Simmons v. State, 278 Ga. App. 372, 629 S.E.2d 86 (2006) - Defendant's act of concealing liquor bottles in the defendant's pants, with no intent to pay for them, despite the fact that the defendant put the bottles back on the shelf before leaving the store, was sufficient to support a conviction.

What should I do?

Pick up the phone and call.  My office number is 678-383-1690.  I will discuss your case with you and help you determine what the next step is.

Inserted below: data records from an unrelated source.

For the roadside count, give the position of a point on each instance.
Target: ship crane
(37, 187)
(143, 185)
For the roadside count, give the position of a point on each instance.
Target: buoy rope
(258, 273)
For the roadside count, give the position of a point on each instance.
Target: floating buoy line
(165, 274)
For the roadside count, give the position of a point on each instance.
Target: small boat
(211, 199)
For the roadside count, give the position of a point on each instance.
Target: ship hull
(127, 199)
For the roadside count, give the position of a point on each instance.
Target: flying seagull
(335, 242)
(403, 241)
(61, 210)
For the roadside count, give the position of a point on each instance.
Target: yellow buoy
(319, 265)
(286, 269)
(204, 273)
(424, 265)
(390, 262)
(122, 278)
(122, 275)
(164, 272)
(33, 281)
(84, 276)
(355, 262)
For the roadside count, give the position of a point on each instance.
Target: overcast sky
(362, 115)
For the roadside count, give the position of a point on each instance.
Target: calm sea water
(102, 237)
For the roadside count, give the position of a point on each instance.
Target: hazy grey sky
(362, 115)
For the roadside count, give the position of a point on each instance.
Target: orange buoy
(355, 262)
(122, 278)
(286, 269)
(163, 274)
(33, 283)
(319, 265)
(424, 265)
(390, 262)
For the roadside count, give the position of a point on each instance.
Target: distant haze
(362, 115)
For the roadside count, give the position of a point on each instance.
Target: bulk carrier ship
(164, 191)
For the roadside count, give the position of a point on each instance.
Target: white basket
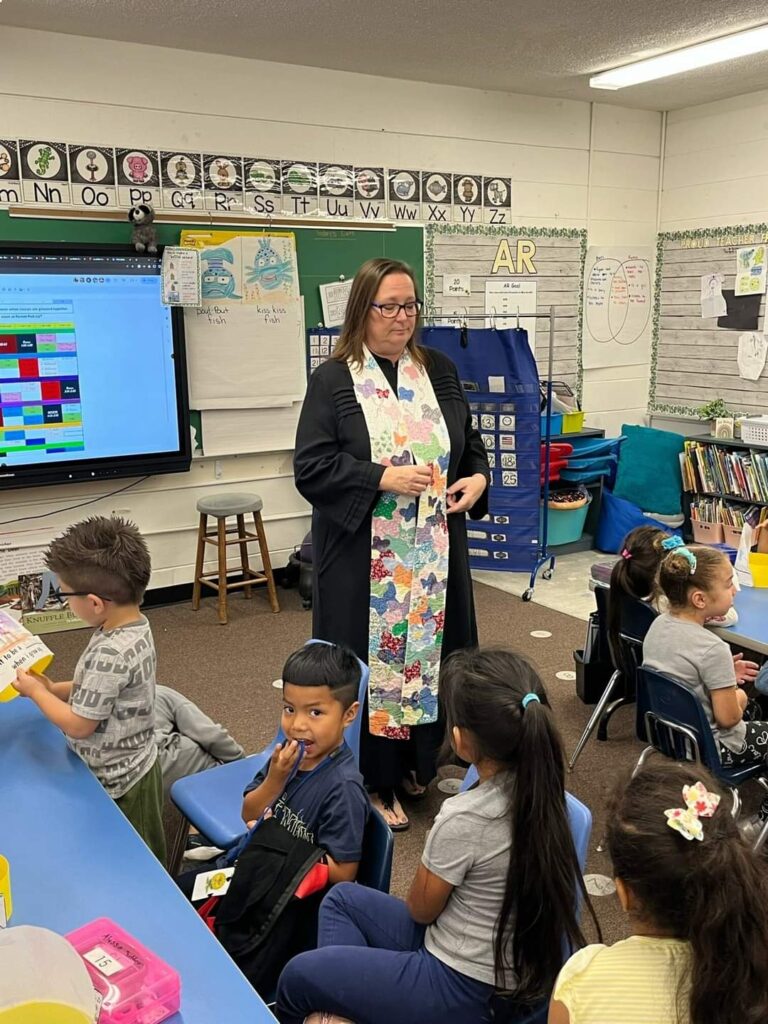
(755, 430)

Wednesday, November 3, 2010

Removal from Georgia Sex Offender Registry


            In most cases, the most severe criminal sanction involves incarceration.  However, in cases involving sex offenses, a lifelong requirement to register as a sex offender is a disastrous consequence preventing individuals from obtaining employment and pursuing other endeavors.   Many defendants find the lifelong registration requirement devastating.

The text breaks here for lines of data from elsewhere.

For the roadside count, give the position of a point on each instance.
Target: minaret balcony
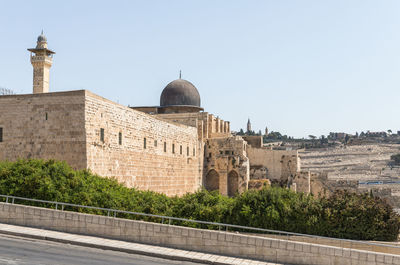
(41, 59)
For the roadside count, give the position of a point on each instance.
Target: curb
(98, 246)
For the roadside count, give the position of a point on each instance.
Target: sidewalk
(123, 246)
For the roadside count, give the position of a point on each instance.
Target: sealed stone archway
(233, 183)
(212, 180)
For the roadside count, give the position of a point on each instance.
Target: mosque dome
(180, 92)
(42, 38)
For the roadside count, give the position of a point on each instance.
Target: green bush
(342, 215)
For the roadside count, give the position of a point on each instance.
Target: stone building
(173, 148)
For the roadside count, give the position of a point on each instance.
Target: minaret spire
(41, 60)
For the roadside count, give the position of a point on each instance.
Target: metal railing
(386, 247)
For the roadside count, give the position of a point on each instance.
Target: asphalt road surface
(18, 250)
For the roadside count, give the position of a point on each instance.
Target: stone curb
(120, 249)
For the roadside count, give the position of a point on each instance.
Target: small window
(102, 135)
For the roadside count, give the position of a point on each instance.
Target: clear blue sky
(298, 67)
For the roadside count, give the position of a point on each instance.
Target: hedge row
(342, 215)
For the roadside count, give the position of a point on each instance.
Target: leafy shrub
(343, 214)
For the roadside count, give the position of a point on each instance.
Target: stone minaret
(41, 60)
(248, 125)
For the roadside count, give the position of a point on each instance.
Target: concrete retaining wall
(218, 242)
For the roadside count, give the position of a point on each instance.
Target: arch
(233, 183)
(212, 180)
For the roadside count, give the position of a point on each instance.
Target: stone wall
(218, 242)
(279, 164)
(88, 131)
(140, 150)
(226, 166)
(47, 126)
(254, 140)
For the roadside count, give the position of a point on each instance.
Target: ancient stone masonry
(226, 165)
(48, 126)
(173, 148)
(141, 160)
(84, 130)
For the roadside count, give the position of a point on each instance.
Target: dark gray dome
(180, 92)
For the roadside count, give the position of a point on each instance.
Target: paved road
(18, 250)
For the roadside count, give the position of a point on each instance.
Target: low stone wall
(218, 242)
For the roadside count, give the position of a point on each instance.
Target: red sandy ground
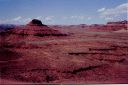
(81, 57)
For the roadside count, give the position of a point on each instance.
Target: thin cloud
(17, 18)
(101, 10)
(121, 9)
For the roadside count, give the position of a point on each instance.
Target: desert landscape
(39, 53)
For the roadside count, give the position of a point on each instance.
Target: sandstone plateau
(37, 53)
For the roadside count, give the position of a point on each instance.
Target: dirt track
(84, 57)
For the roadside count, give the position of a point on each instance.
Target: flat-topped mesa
(35, 22)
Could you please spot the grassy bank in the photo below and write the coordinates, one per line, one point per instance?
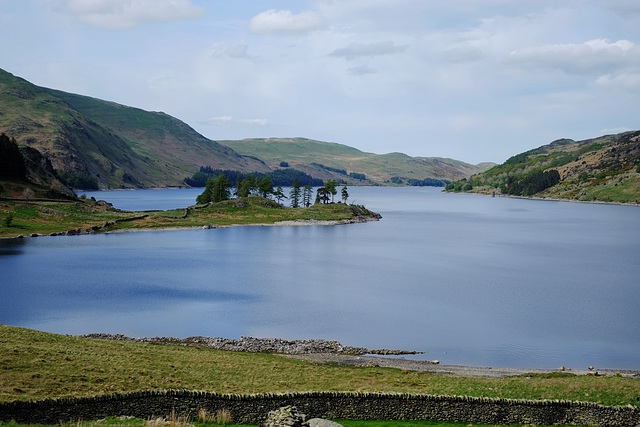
(37, 365)
(46, 217)
(119, 422)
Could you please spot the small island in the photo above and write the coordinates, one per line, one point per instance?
(71, 216)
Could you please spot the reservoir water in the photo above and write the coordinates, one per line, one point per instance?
(467, 279)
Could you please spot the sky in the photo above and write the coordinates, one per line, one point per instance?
(472, 80)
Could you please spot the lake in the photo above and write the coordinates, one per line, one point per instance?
(467, 279)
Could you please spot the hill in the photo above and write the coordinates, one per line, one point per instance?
(604, 169)
(92, 143)
(108, 145)
(337, 161)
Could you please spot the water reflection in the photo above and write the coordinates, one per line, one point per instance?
(468, 279)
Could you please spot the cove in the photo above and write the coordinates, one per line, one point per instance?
(467, 279)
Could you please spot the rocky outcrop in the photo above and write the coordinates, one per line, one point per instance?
(286, 416)
(258, 345)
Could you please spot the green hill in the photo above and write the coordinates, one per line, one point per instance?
(604, 169)
(92, 143)
(337, 161)
(114, 145)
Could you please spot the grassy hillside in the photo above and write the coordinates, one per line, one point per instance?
(24, 218)
(337, 161)
(108, 145)
(115, 145)
(604, 169)
(37, 365)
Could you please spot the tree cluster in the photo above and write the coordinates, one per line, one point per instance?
(531, 184)
(279, 177)
(11, 160)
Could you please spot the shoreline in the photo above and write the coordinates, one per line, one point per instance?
(449, 370)
(284, 223)
(320, 352)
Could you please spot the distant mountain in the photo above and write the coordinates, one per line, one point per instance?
(112, 145)
(92, 143)
(331, 160)
(605, 169)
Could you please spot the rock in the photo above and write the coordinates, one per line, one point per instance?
(287, 416)
(321, 422)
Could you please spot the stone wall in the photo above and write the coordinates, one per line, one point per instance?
(351, 405)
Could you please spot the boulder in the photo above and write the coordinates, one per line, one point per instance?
(321, 422)
(287, 416)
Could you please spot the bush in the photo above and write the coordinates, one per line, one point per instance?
(8, 219)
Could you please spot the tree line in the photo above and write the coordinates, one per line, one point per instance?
(283, 177)
(220, 188)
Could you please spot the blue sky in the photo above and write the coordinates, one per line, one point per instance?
(473, 80)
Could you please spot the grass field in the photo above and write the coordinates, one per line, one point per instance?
(41, 217)
(118, 422)
(36, 365)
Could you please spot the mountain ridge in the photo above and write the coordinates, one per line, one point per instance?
(331, 160)
(110, 145)
(603, 169)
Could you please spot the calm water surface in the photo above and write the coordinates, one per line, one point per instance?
(468, 279)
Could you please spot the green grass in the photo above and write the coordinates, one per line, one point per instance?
(36, 365)
(134, 422)
(55, 217)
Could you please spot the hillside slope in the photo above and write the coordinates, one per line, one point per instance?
(331, 160)
(604, 169)
(115, 145)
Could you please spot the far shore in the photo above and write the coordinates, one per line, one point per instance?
(450, 370)
(319, 351)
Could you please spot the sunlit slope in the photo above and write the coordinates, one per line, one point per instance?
(119, 146)
(606, 168)
(333, 160)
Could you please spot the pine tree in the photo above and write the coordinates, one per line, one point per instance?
(294, 195)
(307, 191)
(345, 194)
(265, 187)
(279, 194)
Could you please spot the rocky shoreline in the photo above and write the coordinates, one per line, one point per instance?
(319, 351)
(259, 345)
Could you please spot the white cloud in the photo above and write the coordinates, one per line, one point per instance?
(284, 22)
(235, 51)
(625, 81)
(126, 14)
(356, 50)
(463, 54)
(361, 70)
(593, 56)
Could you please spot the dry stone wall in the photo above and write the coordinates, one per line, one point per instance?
(350, 405)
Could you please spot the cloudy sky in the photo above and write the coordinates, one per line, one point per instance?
(474, 80)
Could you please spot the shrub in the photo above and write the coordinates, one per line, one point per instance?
(8, 219)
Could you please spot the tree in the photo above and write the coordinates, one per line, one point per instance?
(294, 195)
(265, 187)
(330, 187)
(322, 195)
(307, 191)
(221, 189)
(279, 194)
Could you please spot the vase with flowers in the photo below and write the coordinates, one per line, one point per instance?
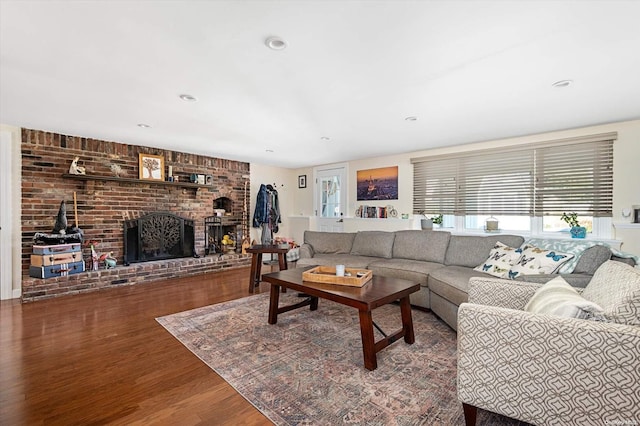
(576, 230)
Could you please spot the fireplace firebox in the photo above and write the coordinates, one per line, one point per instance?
(158, 236)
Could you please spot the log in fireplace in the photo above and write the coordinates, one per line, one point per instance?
(158, 236)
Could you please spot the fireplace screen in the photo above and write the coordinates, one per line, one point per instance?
(158, 236)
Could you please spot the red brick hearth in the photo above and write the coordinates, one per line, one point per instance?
(105, 200)
(137, 273)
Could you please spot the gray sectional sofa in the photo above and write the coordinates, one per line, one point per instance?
(442, 263)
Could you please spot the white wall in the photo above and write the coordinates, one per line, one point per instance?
(10, 198)
(626, 192)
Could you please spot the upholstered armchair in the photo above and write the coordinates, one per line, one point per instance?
(546, 369)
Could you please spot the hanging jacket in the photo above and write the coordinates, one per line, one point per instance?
(261, 212)
(274, 209)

            There is good news.  Recently, the legislature enacted O.C.G.A. § 42-1-9, a means by which certain Sex Offenders may seek removal from the Sex Offender Registry.  It is not easy and it is not available to every offender.  The first step is to determine eligibility.

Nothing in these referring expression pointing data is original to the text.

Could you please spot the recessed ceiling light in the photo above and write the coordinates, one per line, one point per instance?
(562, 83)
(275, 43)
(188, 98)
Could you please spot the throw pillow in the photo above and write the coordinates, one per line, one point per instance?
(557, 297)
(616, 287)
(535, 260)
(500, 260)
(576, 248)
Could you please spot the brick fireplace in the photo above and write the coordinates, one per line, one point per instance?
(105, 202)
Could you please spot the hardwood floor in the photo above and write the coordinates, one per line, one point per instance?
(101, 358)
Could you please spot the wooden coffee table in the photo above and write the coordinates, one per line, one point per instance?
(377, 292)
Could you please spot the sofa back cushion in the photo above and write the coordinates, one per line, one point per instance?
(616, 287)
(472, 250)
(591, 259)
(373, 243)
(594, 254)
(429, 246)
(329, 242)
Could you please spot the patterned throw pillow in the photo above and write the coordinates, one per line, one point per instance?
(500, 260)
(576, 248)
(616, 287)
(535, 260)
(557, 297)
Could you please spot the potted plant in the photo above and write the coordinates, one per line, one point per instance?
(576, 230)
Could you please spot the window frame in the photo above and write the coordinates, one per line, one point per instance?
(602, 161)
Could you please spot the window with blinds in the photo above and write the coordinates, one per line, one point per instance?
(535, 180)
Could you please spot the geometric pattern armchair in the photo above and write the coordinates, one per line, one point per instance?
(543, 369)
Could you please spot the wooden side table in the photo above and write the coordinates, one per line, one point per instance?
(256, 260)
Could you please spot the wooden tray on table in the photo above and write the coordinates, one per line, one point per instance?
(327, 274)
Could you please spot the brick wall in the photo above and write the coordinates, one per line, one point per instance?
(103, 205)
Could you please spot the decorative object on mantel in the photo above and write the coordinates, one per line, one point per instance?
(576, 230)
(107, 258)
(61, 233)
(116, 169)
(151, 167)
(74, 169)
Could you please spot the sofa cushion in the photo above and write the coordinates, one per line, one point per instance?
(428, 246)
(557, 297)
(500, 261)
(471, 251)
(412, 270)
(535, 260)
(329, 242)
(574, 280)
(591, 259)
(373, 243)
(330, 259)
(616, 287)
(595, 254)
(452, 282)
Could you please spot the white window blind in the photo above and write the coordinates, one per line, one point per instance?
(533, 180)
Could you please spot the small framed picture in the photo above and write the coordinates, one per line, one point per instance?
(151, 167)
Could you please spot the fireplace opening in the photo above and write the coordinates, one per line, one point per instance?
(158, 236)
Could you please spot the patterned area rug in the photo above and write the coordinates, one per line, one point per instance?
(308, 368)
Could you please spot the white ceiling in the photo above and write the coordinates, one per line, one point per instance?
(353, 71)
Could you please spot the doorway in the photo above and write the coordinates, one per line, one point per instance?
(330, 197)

Everyone on the registry wants to be removed.  What does it take?  To be eligible, the offender must fall in one of the four categories:

1.)      Disabled Persons:  The Offender must have completed all prison, parole, supervised release, and probation for the offense which required registration pursuant to Code Section 42-1-12; and

·        be confined to a hospice facility, skilled nursing home, residential care facility for the elderly, or nursing home; or
·        be totally and permanently disabled as such term is defined in Code Section 49-4-80; or
·        be otherwise seriously physically incapacitated due to illness or injury;

2.)      Romeo & Juliet:  The Offender was sentenced for a crime that became punishable as a misdemeanor on or after July 1, 2006, and meets the criteria set forth in subparagraphs (c)(1)(A) through (c)(1)(F) of Code Section 17-10-6.2;

3.)      Non-sexual Offense:  The Offender was required to register solely because he or she was convicted of kidnapping or false imprisonment involving a minor and such offense did not involve a sexual offense against such minor or an attempt to commit a sexual offense against such minor. For purposes of this paragraph, the term "sexual offense" means any offense listed in division (a)(10)(B)(i) or (a)(10)(B)(iv) through (a)(10)(B)(xix) of Code Section 42-1-12; or

4.)      Everyone Else:  The Offender has completed all prison, parole, supervised release, and probation for the offense which required registration pursuant to Code Section 42-1-12 and meets the criteria set forth in subparagraphs (c)(1)(A) through (c)(1)(F) of Code Section 17-10-6.2. and

·        either ten years have elapsed since the end of the sentence or
·        the Offender is considered a Level I risk by the Sex Offender Review Board.

The disqualifiers mentioned in O.C.G.A. § 17-10-6.2 are:

(A)   The defendant has no prior conviction of an offense prohibited by Chapter 6 of Title 16 or Part 2 of Article 3 of Chapter 12 of Title 16, nor a prior conviction for any offense under federal law or the laws of another state or territory of the United States which consists of the same or similar elements of offenses prohibited by Chapter 6 of Title 16 or Part 2 of Article 3 of Chapter 12 of Title 16;

(B)   The defendant did not use a deadly weapon or any object, device, or instrument which when used offensively against a person would be likely to or actually did result in serious bodily injury during the commission of the offense;

(C)   The court has not found evidence of a relevant similar transaction;

(D)   The victim did not suffer any intentional physical harm during the commission of the offense;

(E)    The offense did not involve the transportation of the victim; and

(F)    The victim was not physically restrained during the commission of the offense.

Next Steps

            If you meet the eligibility requirements, then you may file a Petition for Removal from the Sex Offender Registry.  Additional requirements exist regarding venue, proper service of the petition, proper requirements for requesting a hearing, and necessary requests for relief.   Therefore, the assistance of legal counsel is critical.  Should your Petition fail for some reason, you must wait two years to file another Petition.